SIB, the Securities and Investments Board, has called for the introduction of civil penalties to hit various fraudsters and market manipulators in the pocket.
Traditionally regulation in the City veers between criminal proceedings and self regulation.
Although criminal sanctions are a heavy deterrent, successful prosecutions are difficult to pull off.
Self-regulation, on the other hand, has a tendency to degenerate into cozy give-and-take.
The introduction of civil penalties is seen as a third course midway between the two extremes.
High on the list of areas suitable for civil sanction is market manipulation."Manipulation damages markets because some market participants benefit unfairly at the expense of others," says Gary Sears, secretary of the Market Conduct Group at SIB.
Mr Sears also is interested in creating new laws carrying fines to stop other forms of financial abuse. These include market squeezes, where traders deliberately force up the price of a commodity by effectively cornering a market.
SIB is also concerned about the buying of shares to trigger bonus clauses in remuneration contracts. Likewise, trading to interfere with the price or settlement of derivative contracts is frowned upon.
NewRo, the super regulator which will incorporate SIB, the Securities and Futures Authority, and the Personal Investment Authority, has yet to make any statements about how it will proceed with regulation policy in the UK. However, the move by SIB will suggest that civil penalties - which are used on Wall Street, by the Securities and Exchanges Commission - will also come into operation in the UK.
There have been arguments over civil liberty issues against them.

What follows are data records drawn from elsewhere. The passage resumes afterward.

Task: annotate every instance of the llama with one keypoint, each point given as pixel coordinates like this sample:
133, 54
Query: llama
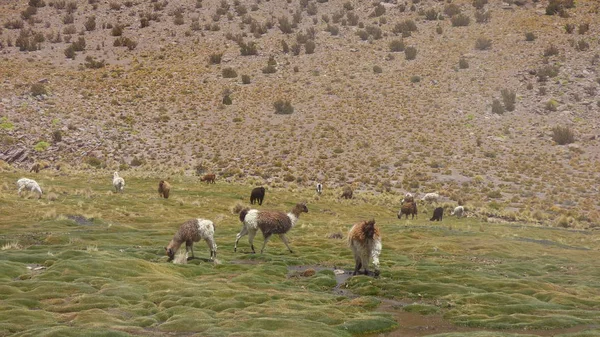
459, 211
192, 231
408, 197
209, 178
408, 208
164, 188
438, 214
269, 223
257, 195
118, 182
30, 185
365, 241
347, 193
430, 197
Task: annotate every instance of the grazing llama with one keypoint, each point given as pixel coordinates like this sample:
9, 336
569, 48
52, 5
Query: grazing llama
269, 223
438, 214
347, 193
365, 241
257, 195
118, 182
164, 188
29, 185
192, 231
408, 208
209, 178
459, 211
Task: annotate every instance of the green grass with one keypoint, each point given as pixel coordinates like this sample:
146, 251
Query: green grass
105, 272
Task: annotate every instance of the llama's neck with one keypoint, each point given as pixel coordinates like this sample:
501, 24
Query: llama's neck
294, 215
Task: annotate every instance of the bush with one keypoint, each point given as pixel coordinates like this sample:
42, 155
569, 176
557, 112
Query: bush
451, 10
509, 98
90, 24
229, 73
551, 105
91, 63
269, 69
41, 146
309, 47
56, 136
215, 58
283, 107
410, 53
563, 135
247, 49
582, 45
551, 50
529, 36
460, 20
569, 28
432, 14
497, 107
583, 28
70, 52
38, 89
482, 16
483, 43
117, 30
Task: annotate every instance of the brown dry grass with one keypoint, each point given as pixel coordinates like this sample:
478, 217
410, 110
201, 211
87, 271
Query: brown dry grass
161, 103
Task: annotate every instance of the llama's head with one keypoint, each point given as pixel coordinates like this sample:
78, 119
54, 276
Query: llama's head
301, 208
170, 253
369, 229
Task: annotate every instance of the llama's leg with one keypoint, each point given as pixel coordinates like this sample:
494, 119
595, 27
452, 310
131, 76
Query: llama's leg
213, 248
243, 232
284, 239
251, 234
265, 243
357, 265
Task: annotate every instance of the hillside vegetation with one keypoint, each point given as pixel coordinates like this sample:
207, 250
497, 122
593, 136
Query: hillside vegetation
84, 260
488, 102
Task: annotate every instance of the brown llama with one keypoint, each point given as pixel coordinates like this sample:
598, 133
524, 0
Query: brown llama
408, 208
269, 223
164, 188
209, 178
365, 241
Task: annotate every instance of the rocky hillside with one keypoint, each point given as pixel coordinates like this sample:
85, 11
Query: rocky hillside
492, 103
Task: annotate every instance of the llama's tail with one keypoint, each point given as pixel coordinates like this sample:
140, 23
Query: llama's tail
243, 213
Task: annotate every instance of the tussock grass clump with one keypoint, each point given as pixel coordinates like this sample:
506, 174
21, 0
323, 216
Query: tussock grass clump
563, 135
283, 107
483, 43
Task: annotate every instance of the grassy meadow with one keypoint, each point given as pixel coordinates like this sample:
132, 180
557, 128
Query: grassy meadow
86, 261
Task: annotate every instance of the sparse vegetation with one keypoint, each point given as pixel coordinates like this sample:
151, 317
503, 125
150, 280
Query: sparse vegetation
563, 135
283, 107
483, 43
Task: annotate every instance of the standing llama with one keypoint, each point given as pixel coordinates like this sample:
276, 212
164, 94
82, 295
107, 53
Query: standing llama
209, 178
257, 195
29, 185
164, 188
408, 208
118, 182
365, 241
269, 223
192, 231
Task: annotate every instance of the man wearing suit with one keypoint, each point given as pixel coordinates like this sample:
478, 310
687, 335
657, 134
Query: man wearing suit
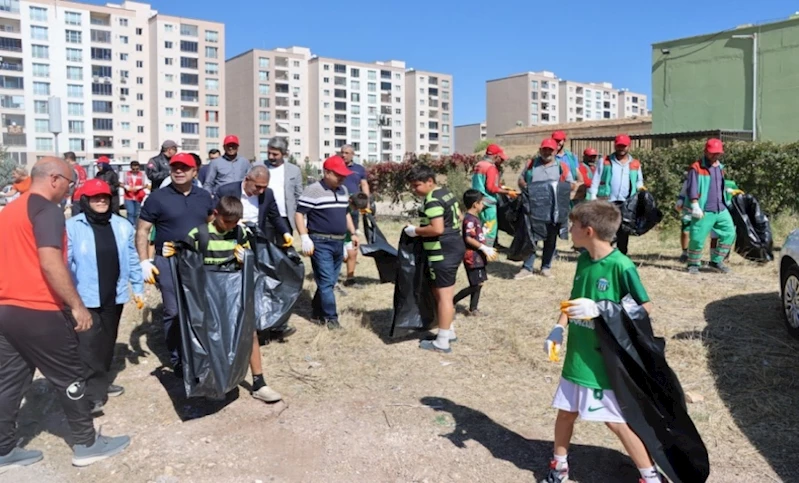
286, 180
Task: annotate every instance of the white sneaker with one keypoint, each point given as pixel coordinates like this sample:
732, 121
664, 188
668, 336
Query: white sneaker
267, 394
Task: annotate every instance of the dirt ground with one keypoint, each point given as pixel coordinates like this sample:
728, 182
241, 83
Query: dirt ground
361, 407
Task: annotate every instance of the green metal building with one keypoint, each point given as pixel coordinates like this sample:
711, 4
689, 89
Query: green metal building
710, 81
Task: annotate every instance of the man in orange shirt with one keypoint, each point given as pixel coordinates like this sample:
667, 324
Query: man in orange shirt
35, 332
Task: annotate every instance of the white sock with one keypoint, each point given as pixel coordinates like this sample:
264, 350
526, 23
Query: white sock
649, 475
442, 339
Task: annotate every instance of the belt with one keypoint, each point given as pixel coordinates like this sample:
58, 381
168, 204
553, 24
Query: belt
328, 236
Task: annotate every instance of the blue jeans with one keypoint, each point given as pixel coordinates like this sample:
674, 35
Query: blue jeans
550, 243
133, 208
326, 265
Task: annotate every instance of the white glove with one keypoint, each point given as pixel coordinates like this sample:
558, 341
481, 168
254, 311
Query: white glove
696, 211
307, 245
148, 271
489, 252
582, 308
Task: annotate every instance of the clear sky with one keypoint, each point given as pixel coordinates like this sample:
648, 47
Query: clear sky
477, 40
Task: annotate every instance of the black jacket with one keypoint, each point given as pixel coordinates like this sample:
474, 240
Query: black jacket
649, 393
270, 222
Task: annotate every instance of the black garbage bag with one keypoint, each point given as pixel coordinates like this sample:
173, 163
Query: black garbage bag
649, 394
752, 228
541, 203
217, 321
377, 247
279, 275
640, 213
414, 304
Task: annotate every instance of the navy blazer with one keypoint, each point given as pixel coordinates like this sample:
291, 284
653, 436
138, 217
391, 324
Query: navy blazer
270, 222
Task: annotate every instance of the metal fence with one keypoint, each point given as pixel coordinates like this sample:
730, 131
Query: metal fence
604, 144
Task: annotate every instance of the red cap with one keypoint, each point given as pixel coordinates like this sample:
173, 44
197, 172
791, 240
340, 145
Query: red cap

But it is generally believed that the use of civil penalties by SIB would bring a speedier, more efficient, and fairer means to dispense justice than the cumbersome court-based procedure that is used.
SIB is due to circulate a discussion document to generate debate among market participants and the public generally. The prospect of civil penalties would be welcomed by many market practitioners.
Colin Condren, head of compliance at BZW, supports the concept of civil penalties. "It seems that it works for the SEC, where you can settle without admitting liability," he said.
Another securities dealer said, "You never see the colourful characters, the big players in insider trading, being done under the current set up."
In a separate development, the proper new name of the Super SIB will be unveiled at a conference to be held a week this Tuesday.
The Chancellor, Gordon Brown will give a speech emphasising the importance of regulation to the consumer. Howard Davies, the former Deputy Governor of the Bank of England, who has been appointed head of the new giant regulator, will also give a speech. Three consultative papers will be issued, on consumer involvement, practitioner involvement, and funding for NewRo.